Investigators reported no new information for the public on Wednesday. But the Iowa Division of Criminal Investigation (DCI) reported some of the electronic information sought by a search warrant has been returned.

That includes cellphone records, social media posts and even information from a Fitbit device. But the DCI won't say if they've analyzed any of those records yet and if it reveals anything about what happened to Mollie Tibbetts.

Still, friends and family in the community of 1,400 hold out hope. But they also acknowledge the questions with no answers yet and national media attention about the case have taken a toll.

The small rural community responded quickly last week to calls for searchers.

Posters with the missing U of I student's face and information are still coming off a local print shop press.

Supporters have also made nearly 500 t-shirts with the same information and a police to contact police.

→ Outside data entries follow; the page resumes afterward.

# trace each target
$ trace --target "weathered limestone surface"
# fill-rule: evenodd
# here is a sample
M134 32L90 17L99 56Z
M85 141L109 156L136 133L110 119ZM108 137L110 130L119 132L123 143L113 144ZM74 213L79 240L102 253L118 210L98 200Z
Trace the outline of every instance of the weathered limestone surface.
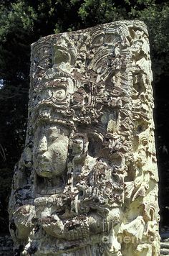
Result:
M160 255L148 32L120 21L32 45L10 230L22 255ZM20 247L19 247L20 246Z

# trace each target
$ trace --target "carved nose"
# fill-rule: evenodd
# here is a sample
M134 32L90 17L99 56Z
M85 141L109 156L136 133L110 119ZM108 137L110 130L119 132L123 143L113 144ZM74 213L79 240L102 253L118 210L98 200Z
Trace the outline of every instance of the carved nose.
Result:
M38 152L43 153L47 151L47 140L46 136L43 136L41 138L39 147Z

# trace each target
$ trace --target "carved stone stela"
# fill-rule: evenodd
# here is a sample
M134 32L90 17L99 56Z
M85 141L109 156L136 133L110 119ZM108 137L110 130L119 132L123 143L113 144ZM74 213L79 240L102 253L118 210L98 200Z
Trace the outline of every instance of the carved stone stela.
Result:
M150 65L139 21L32 45L9 202L21 255L160 255Z

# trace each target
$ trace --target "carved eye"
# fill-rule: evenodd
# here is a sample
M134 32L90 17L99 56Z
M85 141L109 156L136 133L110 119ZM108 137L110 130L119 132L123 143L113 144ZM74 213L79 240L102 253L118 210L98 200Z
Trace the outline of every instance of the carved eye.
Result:
M63 100L66 97L66 91L64 88L60 88L54 92L54 97L59 100Z

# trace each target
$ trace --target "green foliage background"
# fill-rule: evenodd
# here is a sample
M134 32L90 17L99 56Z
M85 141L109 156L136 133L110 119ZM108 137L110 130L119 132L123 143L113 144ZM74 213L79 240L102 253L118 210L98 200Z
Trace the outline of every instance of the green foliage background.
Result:
M160 205L169 205L169 4L155 0L0 1L0 222L8 232L7 204L14 164L24 147L29 83L30 44L40 37L119 19L140 19L148 25L155 99ZM167 149L167 150L165 150Z

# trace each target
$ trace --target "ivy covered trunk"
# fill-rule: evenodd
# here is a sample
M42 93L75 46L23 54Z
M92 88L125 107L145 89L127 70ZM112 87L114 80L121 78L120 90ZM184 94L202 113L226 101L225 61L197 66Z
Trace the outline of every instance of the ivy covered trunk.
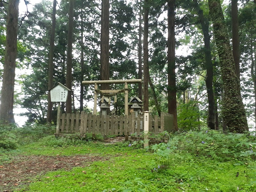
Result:
M229 131L243 133L248 130L247 120L220 2L209 0L208 3L223 81L222 116Z

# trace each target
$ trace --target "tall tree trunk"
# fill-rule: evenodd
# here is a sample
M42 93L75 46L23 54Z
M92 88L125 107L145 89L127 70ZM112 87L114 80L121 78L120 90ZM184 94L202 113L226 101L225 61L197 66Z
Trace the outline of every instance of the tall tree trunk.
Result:
M53 1L53 6L52 24L51 33L51 41L50 49L49 51L49 68L48 71L48 90L53 86L53 54L54 49L54 37L55 35L55 28L56 25L56 4L57 0ZM50 123L52 122L52 103L51 101L51 94L48 92L47 98L48 106L47 110L47 122Z
M151 78L150 77L149 77L148 78L148 83L149 84L150 88L151 89L151 90L152 90L152 92L153 93L153 97L154 98L155 104L156 105L156 110L157 111L158 116L160 117L161 116L161 108L159 105L158 101L157 101L156 94L156 92L155 91L155 87L154 87L154 85L152 83L152 81L151 81Z
M84 81L84 25L83 24L83 13L81 13L81 54L80 65L81 67L81 73L80 79L80 112L84 110L84 85L82 84L82 81Z
M217 96L215 94L217 92L216 89L214 89L213 92L214 97L215 99L214 108L215 108L215 113L214 114L214 121L215 121L215 130L219 130L219 116L218 114L218 106L217 104Z
M139 20L139 43L138 43L138 57L139 71L138 72L138 78L142 79L142 43L141 36L142 35L142 10L141 7L140 5L140 18ZM138 93L139 98L142 100L142 84L140 83L138 85Z
M231 0L231 13L232 19L232 48L236 65L236 75L240 79L240 65L238 35L238 9L237 0Z
M15 123L13 97L19 2L19 0L9 0L7 14L5 52L0 105L0 120L6 124Z
M72 44L73 42L73 23L74 15L74 0L69 0L68 15L68 50L67 58L67 74L66 86L72 90ZM72 112L72 99L71 91L69 91L66 103L66 112Z
M253 82L253 88L254 88L254 120L255 123L256 124L256 64L254 61L254 59L253 58L253 44L252 41L251 39L251 60L252 61L252 65L251 66L251 75L252 79ZM255 57L254 54L254 57ZM256 127L256 124L255 124Z
M148 82L149 77L148 67L148 4L145 0L144 4L144 32L143 38L143 108L144 111L148 111Z
M100 34L100 80L109 80L109 1L102 0ZM101 85L103 90L109 89L109 84Z
M206 76L205 79L208 98L208 118L207 124L211 129L215 129L215 103L212 88L213 69L212 61L210 46L210 36L209 35L209 22L208 19L204 15L204 12L200 8L197 0L193 0L195 8L196 10L202 27L204 43L204 57Z
M175 58L175 0L168 0L168 113L173 116L174 129L178 130L176 97L176 74Z
M243 133L248 130L247 119L220 2L209 0L208 3L223 81L223 117L230 132Z

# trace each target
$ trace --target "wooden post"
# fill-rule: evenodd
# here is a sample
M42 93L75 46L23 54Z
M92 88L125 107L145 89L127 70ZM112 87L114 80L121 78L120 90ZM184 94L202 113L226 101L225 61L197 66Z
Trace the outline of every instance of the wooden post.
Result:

Morgan Collum, a cousin of the missing college student, says it is support the family needed in a dark time.

"Just seeing the community come together as a whole is very heart warming for my family. Obviously, we are a small town and when something happens to one of us it effects all of us," Collum said.

But many in the community say the stress with the disappearance a week ago have taken a toll.

People say they hear from neighbors that more are locking doors at night.

One woman Angie Thompson, says everyone's watching kids more closely until they know what they are dealing with.

"A lot of the parents are scared. they don't want their kids to go out. They've been protective of them before but now they say you're not going anywhere or you're going in groups," Thompson said.

Residents say they've watch other highly publicized disappearances like the missing 16-year-old in LaPorte City this summer and the still unsolved murder of two cousins in Evansdale.

They don't want the disappearance of Mollie Tibbetts to go in that same category.

So they pray for answers and a safe return and will keep finding ways to show support.